Earlier this year, an anonymous bidder at a charity auction paid $19 million to have lunch with Warren Buffett. I have no doubt that the mealtime conversation was interesting.

Most people will never get the chance to have a face-to-face talk with Buffett. However, you don't have to sit down with the Oracle of Omaha to benefit from his investing advice. If Buffett could tell you one investment to make, this would probably be it.

Not the obvious answer

You might think that Buffett would recommend Berkshire Hathaway as the one investment to make. After all, most of Buffett's personal wealth is in the stock of the giant conglomerate. 

Berkshire has been Buffett's favorite stock to buy in recent years. Since 2016, he's led Berkshire to repurchase $63 billion of its shares. That means that Buffett has bought $9 billion more of the stock than he has of Apple and Chevron combined.

Buffett also still serves as chairman and CEO of Berkshire. Those roles make him a cheerleader of sorts for the company. It would make sense if he advised others to invest in Berkshire.

Despite all of this, though, Berkshire probably isn't the one investment that Buffett would tell you to make right now. Instead, he'd almost certainly recommend buying the Vanguard 500 Index Fund ETF (VOO -0.84%).

Behind Buffett's thinking

You only have to look to Buffett's 2013 letter to Berkshire Hathaway shareholders to gain insight into why he'd likely recommend the Vanguard 500 Index Fund ETF. He wrote back then that most investors don't know enough about the earnings power of specific businesses. Because of this, they shouldn't invest in specific stocks.

However, Buffett added that investors don't need such expertise. They don't have to pick individual winners. Instead, they can invest in a cross-section of businesses via a low-cost S&P 500 index fund

Buffett revealed that his will instructs that 90% of the cash his family receives upon his death be invested in a low-cost S&P 500 fund. (He advised that the other 10% be put in short-term government bonds.) The investing icon even made a specific suggestion to his estate's trustee: Buy a Vanguard fund.

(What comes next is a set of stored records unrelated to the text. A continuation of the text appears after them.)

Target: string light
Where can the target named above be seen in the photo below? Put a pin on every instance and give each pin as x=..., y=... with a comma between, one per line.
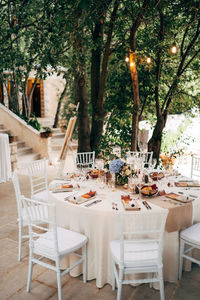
x=127, y=59
x=173, y=48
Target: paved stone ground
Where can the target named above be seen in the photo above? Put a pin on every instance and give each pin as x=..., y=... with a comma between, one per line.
x=13, y=274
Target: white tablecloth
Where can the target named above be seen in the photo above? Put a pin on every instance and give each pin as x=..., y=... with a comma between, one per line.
x=5, y=163
x=99, y=224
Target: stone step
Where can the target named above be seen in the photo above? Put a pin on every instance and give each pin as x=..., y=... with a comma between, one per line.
x=20, y=144
x=46, y=122
x=56, y=130
x=24, y=150
x=58, y=135
x=24, y=159
x=4, y=131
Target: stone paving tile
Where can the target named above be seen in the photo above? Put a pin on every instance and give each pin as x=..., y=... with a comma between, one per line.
x=15, y=279
x=49, y=278
x=77, y=290
x=38, y=291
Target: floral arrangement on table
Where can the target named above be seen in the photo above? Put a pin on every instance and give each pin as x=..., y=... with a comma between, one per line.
x=168, y=160
x=121, y=171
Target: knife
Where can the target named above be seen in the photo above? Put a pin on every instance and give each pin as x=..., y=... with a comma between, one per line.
x=92, y=203
x=193, y=196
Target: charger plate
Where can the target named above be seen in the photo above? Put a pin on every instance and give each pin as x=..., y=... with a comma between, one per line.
x=128, y=206
x=183, y=199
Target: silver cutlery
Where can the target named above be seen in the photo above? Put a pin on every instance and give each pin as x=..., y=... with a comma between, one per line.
x=71, y=195
x=146, y=204
x=92, y=203
x=193, y=196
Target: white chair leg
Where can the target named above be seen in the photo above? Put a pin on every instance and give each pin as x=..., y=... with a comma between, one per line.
x=84, y=264
x=59, y=285
x=151, y=283
x=162, y=291
x=182, y=245
x=20, y=242
x=119, y=291
x=113, y=275
x=30, y=269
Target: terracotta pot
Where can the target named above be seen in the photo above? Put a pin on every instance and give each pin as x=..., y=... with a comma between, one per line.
x=11, y=139
x=45, y=134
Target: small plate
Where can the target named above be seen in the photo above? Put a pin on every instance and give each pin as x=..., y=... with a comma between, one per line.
x=148, y=191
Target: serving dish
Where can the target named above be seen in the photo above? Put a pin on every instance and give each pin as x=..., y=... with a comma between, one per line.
x=149, y=190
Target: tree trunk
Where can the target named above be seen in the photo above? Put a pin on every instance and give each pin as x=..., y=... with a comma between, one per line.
x=59, y=105
x=154, y=143
x=98, y=103
x=95, y=81
x=133, y=68
x=136, y=102
x=83, y=119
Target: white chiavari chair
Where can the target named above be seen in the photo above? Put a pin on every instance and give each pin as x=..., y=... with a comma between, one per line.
x=52, y=242
x=139, y=249
x=37, y=171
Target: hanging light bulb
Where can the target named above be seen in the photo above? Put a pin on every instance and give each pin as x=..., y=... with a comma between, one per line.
x=173, y=48
x=148, y=59
x=127, y=59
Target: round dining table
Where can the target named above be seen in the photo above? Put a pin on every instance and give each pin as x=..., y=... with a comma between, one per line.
x=5, y=161
x=99, y=222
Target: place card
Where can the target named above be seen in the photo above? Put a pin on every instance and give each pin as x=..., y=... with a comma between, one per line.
x=187, y=184
x=181, y=198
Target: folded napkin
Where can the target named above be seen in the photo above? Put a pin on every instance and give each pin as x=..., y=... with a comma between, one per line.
x=179, y=216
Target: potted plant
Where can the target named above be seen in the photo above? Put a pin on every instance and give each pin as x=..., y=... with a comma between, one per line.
x=46, y=132
x=11, y=138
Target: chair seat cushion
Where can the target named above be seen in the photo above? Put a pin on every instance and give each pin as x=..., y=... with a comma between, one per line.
x=192, y=234
x=137, y=253
x=68, y=241
x=42, y=196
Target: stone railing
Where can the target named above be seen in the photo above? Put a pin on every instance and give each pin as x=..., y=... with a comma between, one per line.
x=13, y=155
x=25, y=133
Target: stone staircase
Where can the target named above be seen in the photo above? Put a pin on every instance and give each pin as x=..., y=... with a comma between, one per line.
x=24, y=153
x=57, y=141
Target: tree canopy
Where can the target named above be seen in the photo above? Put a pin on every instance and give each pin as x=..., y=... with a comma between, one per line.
x=90, y=40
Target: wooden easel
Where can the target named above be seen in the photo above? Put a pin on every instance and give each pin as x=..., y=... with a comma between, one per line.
x=66, y=144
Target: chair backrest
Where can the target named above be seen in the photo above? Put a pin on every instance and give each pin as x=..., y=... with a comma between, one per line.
x=18, y=194
x=142, y=227
x=38, y=176
x=146, y=157
x=195, y=166
x=85, y=159
x=44, y=214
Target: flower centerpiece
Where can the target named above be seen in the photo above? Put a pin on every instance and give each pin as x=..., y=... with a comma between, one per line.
x=168, y=160
x=121, y=171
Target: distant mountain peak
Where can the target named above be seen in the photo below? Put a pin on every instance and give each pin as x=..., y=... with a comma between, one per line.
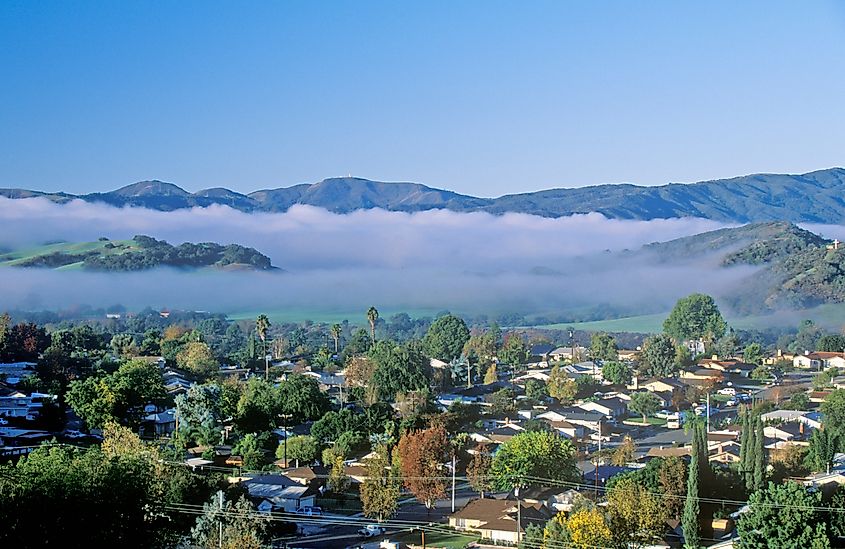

Berkshire's portfolio includes two S&P 500 index funds: Vanguard 500 Index Fund ETF and SPDR S&P 500 ETF Trust. But Vanguard's expense ratio of 0.01% is well below the SDPR ETF's expense ratio of 0.09%. You won't find a lower-cost S&P 500 index fund than VOO.

A good bet

Buffett knows that most investors don't beat the S&P 500's performance. He even made a $1 million bet years ago that a top hedge fund manager couldn't outperform a Vanguard index fund. Buffett won the bet, with his winnings going to charity.

Investing in a fund like VOO should pay off over the long run. It certainly has done so in the past. Since its inception in 2010, the ETF has delivered an average annual return of over 13.5%. The S&P 500 itself has risen by an average of close to 10% during its lifetime. 

What would Buffett recommend to investors who are willing to do the research required to evaluate individual businesses? Probably Berkshire Hathaway. The stock has handily beaten the S&P 500 since Buffett gained control of Berkshire back in 1965. Berkshire is also similar to an index fund in that it's well diversified across multiple industries.

But without knowing your background, Buffett would almost certainly advise investing in an S&P 500 index fund like VOO. He understands that it's a good long-term bet for most people.